Building a community around a product
Building a community around a product is hard. It takes a good amount of effort to create a group of people enthusiastic about what you are building. Being opensource simplifies the process. However, continuing the progress without burnout is a balance. Here are some of the learning from building a community around @chatwootapp.
Ground rules: Every product community should have some ground rules. It keeps the conversation sane. Adopting a code of conduct would help you when some abusive actors are in the group—whether or not to kick the person would be more straightforward.
We adopted Contributor Covenant 4.0 for our contributors/community. You can read more about it here.
Be polite and build a genuine interest in people's problems: When people ask questions, provide feedback, or make changes, it is essential to give feedback as they are making an effort to fit the product in their use cases. They might be using it from a different angle that you have not thought of before. Having an open mind on product usage would help uncover hidden secrets. If you spend time understanding the pain and resonate with the situation, people would appreciate it, bringing positive energy to the group.
Work in threads: If you are using Slack / Discord, try to work on threads. Direct replies are often chaotic. If not, you would spend most of the time finding the needle in the haystack.
Use public channels only: We use Github & Discord at Chatwoot. Github is less intrusive as it doesn't allow you to send a personal message to a person, and it works asynchronously. For Discord, it is not the case. As it is chat-based, people expect to get immediate responses. I would suggest discouraging the people on DMs. Instead, ask them to move to a public channel.
Managing the time and the community
Schedule time to work with the community: Instead of spending all day active in the community, try spending dedicated time with the community. This will give you focused time for community engagement and an uninterrupted time for the rest of your work.
You don't have to be available every hour you are working. If your "zone" happens to be in the morning, you can disable the notifications in the morning and spend 1-2 hours every evening to make sure that you didn't miss anything.
Your goal is not to solve the problem immediately: If you are trying to solve a problem immediately, you might get lost in that, and the work you have been doing before will become pending.
As humans, this situation would put you in a bad spot where you regret the time spent and would tend to overwork. The easiest way to solve this is to make sure that you have captured the problem in a Github[bug tracker] issue and leave the problem for a later time.
If something takes more than 10 minutes of your time, then it is always better to start with an issue, collect your thoughts and record it properly. Send the issue link to the community member to acknowledge that their voice is heard. Even if the problem has a very small fix, I would suggest creating the issues first instead of fixing them, as the cost of a context switch might not be worth it.
Learn to say no: If you are an open-source project, you might see a lot of requests to help in custom work which might not even help the actual project. Sometimes people might push your boundaries. It is essential to understand that you are not obliged to work on it unless you wish to and it is perfectly fine to say no.
Growing the community
Build promoters inside the community: It doesn't have to be you or your team who always reply to a question—building a group of people who is just as passionate as you would help in the long term. Help people to be product experts.
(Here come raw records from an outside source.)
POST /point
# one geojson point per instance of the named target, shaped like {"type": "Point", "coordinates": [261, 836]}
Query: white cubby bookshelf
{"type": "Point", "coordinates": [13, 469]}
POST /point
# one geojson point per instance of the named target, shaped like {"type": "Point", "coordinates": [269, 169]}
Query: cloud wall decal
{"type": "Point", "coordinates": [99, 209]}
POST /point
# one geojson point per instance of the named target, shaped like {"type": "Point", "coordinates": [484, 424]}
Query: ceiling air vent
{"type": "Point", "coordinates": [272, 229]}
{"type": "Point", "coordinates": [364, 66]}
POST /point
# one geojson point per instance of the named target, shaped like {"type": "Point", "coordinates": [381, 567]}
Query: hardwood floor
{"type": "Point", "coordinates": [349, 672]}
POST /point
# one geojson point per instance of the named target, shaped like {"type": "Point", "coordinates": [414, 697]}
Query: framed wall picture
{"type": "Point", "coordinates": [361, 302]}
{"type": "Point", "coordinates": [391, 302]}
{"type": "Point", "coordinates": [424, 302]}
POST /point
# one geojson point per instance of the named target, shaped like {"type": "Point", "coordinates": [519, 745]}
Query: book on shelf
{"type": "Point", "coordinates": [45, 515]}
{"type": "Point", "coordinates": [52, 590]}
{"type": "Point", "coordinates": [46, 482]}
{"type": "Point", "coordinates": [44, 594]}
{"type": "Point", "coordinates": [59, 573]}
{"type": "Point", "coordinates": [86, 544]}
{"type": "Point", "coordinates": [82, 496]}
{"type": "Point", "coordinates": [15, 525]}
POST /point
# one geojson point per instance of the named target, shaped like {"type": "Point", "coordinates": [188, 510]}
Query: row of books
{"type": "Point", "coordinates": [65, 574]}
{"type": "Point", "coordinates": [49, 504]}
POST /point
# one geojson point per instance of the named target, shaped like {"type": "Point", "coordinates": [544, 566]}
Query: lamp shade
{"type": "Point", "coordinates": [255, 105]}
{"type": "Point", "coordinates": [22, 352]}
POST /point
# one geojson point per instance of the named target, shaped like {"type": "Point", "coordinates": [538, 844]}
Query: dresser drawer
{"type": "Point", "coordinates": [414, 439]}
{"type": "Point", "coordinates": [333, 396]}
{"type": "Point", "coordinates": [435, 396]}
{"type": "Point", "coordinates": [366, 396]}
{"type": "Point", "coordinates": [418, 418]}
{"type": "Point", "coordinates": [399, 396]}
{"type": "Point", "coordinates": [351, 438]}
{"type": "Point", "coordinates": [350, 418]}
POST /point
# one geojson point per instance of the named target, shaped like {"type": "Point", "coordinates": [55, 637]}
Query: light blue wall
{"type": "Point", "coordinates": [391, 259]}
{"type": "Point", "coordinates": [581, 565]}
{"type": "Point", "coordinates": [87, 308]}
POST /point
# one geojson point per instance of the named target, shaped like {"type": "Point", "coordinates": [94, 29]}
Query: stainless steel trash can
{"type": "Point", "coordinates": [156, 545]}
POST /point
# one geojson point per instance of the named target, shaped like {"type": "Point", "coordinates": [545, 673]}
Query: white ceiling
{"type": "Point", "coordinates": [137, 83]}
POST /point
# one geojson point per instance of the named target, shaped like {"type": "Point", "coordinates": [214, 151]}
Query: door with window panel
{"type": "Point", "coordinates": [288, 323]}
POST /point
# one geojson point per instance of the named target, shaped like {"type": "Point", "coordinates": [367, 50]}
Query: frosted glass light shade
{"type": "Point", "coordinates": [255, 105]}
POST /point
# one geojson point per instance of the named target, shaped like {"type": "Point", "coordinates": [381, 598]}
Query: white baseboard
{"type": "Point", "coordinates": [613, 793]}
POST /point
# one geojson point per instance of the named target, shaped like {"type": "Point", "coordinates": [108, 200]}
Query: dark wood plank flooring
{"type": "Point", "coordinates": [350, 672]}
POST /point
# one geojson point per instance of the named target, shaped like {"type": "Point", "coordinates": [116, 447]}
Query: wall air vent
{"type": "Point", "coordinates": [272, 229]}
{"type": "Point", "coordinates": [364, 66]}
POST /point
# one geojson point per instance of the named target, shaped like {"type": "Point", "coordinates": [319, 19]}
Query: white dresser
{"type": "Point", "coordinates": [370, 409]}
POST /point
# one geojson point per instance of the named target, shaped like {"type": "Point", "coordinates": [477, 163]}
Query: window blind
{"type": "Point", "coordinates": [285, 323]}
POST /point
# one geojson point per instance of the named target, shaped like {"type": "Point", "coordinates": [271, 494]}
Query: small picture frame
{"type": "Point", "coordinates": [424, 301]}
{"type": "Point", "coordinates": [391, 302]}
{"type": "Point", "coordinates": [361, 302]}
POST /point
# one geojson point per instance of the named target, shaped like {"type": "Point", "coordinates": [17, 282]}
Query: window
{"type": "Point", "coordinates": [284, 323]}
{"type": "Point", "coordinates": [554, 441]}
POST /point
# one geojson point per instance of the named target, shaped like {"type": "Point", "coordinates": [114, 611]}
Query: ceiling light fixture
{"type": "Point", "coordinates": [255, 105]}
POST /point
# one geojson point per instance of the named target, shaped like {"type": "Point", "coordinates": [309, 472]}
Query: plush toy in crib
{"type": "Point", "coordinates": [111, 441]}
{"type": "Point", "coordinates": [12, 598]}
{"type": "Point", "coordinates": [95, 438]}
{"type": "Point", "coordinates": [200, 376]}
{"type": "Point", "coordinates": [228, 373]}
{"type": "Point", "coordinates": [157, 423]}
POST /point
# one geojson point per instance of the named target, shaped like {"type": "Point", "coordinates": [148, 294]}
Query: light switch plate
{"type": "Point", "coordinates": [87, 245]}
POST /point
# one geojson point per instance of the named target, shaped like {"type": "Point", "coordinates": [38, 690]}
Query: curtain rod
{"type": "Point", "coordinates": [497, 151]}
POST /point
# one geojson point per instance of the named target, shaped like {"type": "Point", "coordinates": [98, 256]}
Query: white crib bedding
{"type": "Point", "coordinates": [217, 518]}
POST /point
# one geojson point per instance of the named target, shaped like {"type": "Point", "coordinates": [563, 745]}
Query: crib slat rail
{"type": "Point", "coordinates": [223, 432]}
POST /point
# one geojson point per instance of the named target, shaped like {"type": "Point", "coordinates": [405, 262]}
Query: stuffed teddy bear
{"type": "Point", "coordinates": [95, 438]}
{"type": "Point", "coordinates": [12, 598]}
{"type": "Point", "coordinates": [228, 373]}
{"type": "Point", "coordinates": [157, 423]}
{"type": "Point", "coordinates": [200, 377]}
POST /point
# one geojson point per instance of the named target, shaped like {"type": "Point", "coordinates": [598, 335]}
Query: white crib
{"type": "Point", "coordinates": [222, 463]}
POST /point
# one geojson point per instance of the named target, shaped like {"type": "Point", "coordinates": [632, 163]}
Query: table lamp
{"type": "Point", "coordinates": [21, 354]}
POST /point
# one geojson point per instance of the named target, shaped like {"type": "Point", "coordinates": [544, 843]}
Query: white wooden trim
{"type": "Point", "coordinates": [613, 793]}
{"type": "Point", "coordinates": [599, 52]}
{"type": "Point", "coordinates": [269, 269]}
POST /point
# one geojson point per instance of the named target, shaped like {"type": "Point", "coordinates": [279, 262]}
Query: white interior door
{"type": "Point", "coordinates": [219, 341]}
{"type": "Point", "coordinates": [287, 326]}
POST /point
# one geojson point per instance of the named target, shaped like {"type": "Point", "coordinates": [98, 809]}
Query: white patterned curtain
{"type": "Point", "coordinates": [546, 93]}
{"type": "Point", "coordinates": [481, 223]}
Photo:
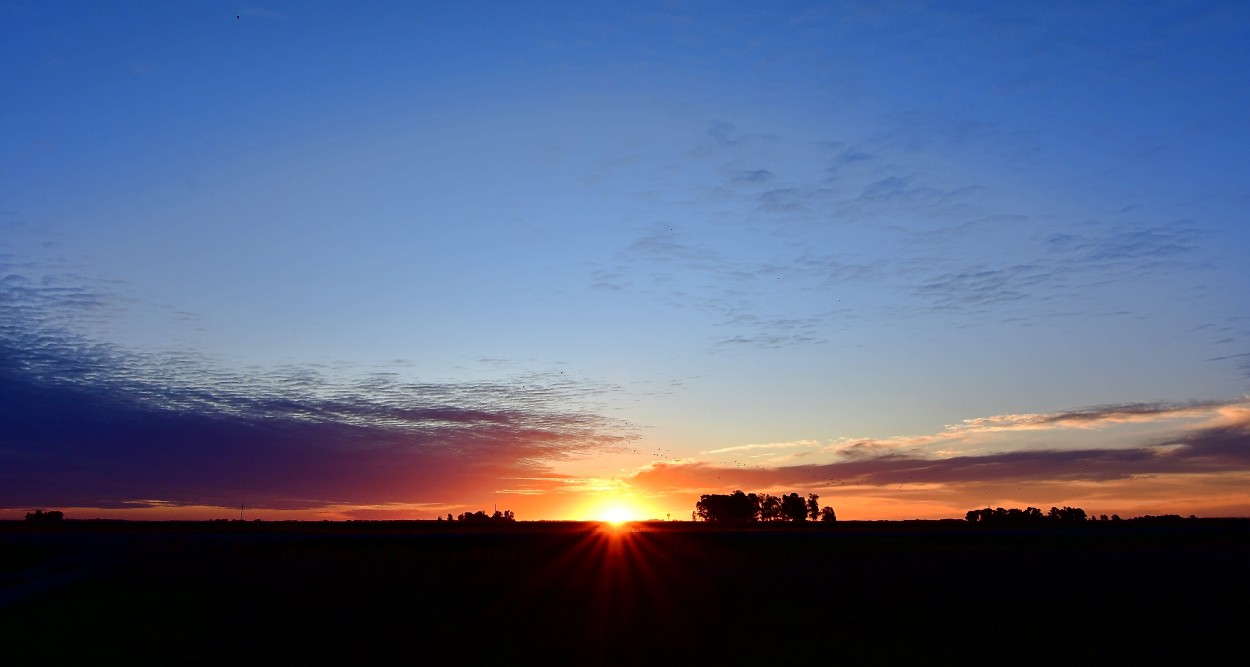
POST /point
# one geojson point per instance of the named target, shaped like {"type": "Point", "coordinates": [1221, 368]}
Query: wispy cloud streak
{"type": "Point", "coordinates": [89, 424]}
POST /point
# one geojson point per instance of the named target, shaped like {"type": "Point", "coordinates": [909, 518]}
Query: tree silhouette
{"type": "Point", "coordinates": [770, 507]}
{"type": "Point", "coordinates": [736, 507]}
{"type": "Point", "coordinates": [794, 507]}
{"type": "Point", "coordinates": [506, 516]}
{"type": "Point", "coordinates": [739, 507]}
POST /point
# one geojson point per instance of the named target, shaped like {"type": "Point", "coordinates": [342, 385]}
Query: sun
{"type": "Point", "coordinates": [616, 515]}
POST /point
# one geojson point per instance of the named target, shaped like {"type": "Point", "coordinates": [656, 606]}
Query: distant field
{"type": "Point", "coordinates": [881, 591]}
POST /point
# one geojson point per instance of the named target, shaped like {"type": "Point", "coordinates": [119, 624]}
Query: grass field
{"type": "Point", "coordinates": [228, 592]}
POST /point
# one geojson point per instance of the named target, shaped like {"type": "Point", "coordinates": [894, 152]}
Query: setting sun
{"type": "Point", "coordinates": [616, 513]}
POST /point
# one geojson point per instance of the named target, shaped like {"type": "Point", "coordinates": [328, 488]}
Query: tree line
{"type": "Point", "coordinates": [1029, 516]}
{"type": "Point", "coordinates": [506, 516]}
{"type": "Point", "coordinates": [739, 507]}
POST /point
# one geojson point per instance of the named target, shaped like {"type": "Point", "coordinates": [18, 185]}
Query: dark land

Reward the community members: Build a reward structure for the users' effort into the community. This doesn't need to be monetary or goodies. You can start with assigning specific badges for active users. Gamification can bring exponential outcomes.
A good example for this is the Google Product Experts program encouraging people to answer user questions in the Google Help Communities
Google Experts categorize their community contributors to Bronze, Silver, Gold, Platinum & Diamond incentivizing the effort from the members.
A community can be a powerful weapon in building and growing your product. Hope these learning help you in building yours.